Thai junta chairman Prayuth Chan-ocha with President of the Socialist Republic of Vietnam Trương Tấn Sang in Hanoi, 27 November 2015

BANGKOK — Thai authorities widened the scope of their suppression on free speech today by blocking a human rights group's press conference in Bangkok on the persecution of an ethnic minority in Vietnam.

Although police and soldiers under the ruling military junta have interfered with more than 70 panel discussions and academic events on Thai politics over the past year, today marks the first time since the coup that authorities have blocked an event that does not directly pertain to Thailand.

The international watchdog Human Rights Watch had scheduled a press conference this morning to release a 33-page report detailing Vietnam’s ethnic and religious persecution of the Montagnards, a Christian minority that lives in Vietnam’s Central Highlands.

However, Thai police delivered a written order to the Foreign Correspondents’ Club of Thailand (FCCT) – which has now had three events canceled by authorities in the past month – citing concerns that the press conference may “affect national security, or the friendship and international cooperation between Thailand and Vietnam, or allow people with ill intention to exploit and cause havoc, which is inappropriate during the current situation.”

Human Right’s Watch’s deputy Asia director Phil Robertson called the forced cancelation “profoundly disturbing.

“This report had nothing to do with Thailand whatsoever,” he said. “Something that should have been a discussion about Vietnam has now become a discussion about Thailand.
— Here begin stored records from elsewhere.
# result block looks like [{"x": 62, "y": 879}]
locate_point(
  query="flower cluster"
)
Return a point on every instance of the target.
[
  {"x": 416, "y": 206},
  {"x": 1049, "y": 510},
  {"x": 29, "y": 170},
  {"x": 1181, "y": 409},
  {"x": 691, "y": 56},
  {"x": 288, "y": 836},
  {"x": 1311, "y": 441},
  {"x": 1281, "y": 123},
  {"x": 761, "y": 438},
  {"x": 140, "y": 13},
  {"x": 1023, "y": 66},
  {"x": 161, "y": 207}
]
And that’s the Thai government’s fault.

According to Robertson, police said Vietnamese authorities contacted Thailand's Ministry of Foreign Affairs and asked the government to cancel the event.
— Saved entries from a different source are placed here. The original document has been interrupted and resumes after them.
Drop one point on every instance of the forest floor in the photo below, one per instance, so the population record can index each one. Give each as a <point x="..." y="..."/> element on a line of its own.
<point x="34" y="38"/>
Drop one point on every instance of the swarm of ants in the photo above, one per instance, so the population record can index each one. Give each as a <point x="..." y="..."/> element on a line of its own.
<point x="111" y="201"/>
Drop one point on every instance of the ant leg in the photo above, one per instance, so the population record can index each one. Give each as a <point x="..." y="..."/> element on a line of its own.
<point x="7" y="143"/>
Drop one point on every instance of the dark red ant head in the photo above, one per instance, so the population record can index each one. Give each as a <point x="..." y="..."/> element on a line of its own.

In 2010, the Thai government ceded to similar pressure from Vietnam and asked the FCCT to drop a discussion on human rights violations in Vietnam. Two years ago, a pro-democracy opposition politician from Cambodia was also forced to skype-in to his book launch at the FCCT after the Thai government denied him entry to the Kingdom. 

In a statement clarifying today’s cancelation, the FCCT noted that it has hosted numerous events concerning rights abuses in foreign countries in the past.
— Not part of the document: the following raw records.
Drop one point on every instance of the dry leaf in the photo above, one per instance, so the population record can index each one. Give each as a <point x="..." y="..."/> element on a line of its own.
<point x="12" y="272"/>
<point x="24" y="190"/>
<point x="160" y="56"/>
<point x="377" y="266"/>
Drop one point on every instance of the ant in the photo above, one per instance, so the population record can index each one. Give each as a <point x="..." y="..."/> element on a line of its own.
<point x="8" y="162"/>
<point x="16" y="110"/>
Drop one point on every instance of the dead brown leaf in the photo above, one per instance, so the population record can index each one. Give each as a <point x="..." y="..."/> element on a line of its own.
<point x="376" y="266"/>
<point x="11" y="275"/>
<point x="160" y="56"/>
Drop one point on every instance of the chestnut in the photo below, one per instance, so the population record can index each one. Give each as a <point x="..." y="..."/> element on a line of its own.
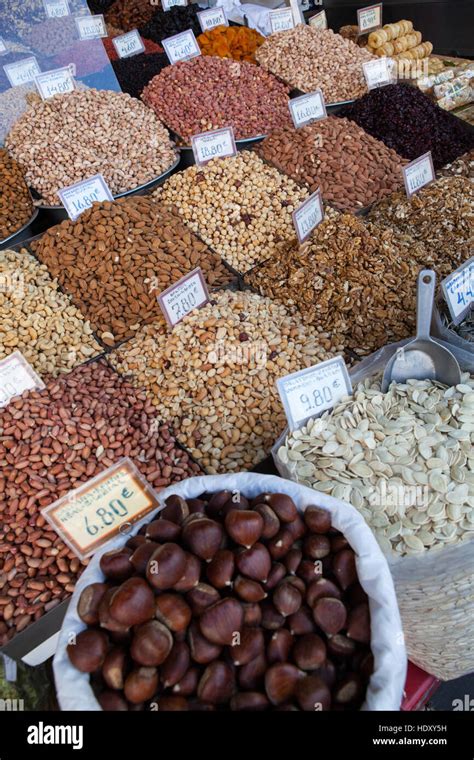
<point x="116" y="564"/>
<point x="255" y="563"/>
<point x="88" y="652"/>
<point x="281" y="681"/>
<point x="217" y="683"/>
<point x="221" y="569"/>
<point x="172" y="610"/>
<point x="133" y="602"/>
<point x="151" y="643"/>
<point x="166" y="566"/>
<point x="222" y="621"/>
<point x="244" y="526"/>
<point x="89" y="602"/>
<point x="141" y="685"/>
<point x="309" y="652"/>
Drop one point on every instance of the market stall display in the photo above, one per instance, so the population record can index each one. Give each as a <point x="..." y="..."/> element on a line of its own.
<point x="118" y="257"/>
<point x="125" y="143"/>
<point x="309" y="58"/>
<point x="352" y="168"/>
<point x="216" y="92"/>
<point x="52" y="441"/>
“The release of reports with no particular connection to Thailand, such as the one on the Vietnam's Montagnards cancelled today, reflects the significant foreign media presence in Thailand covering Southeast Asia, nothing more,” the club said. “The situation of the Montagnards in Vietnam is a subject of legitimate international public interest.

Several hours before today's event was canceled, the US Department of State released a report on the grim status of human rights in post-coup Thailand, describing the "significant restrictions on freedom of speech and press" imposed by the Thai junta, among a host of other rights violations. 

The Thai junta, which seized power after six months of street protests, has defended its tight lid on freedom of expression as a necessary measure to "heal" Thailand's bitter political divisions and maintain order.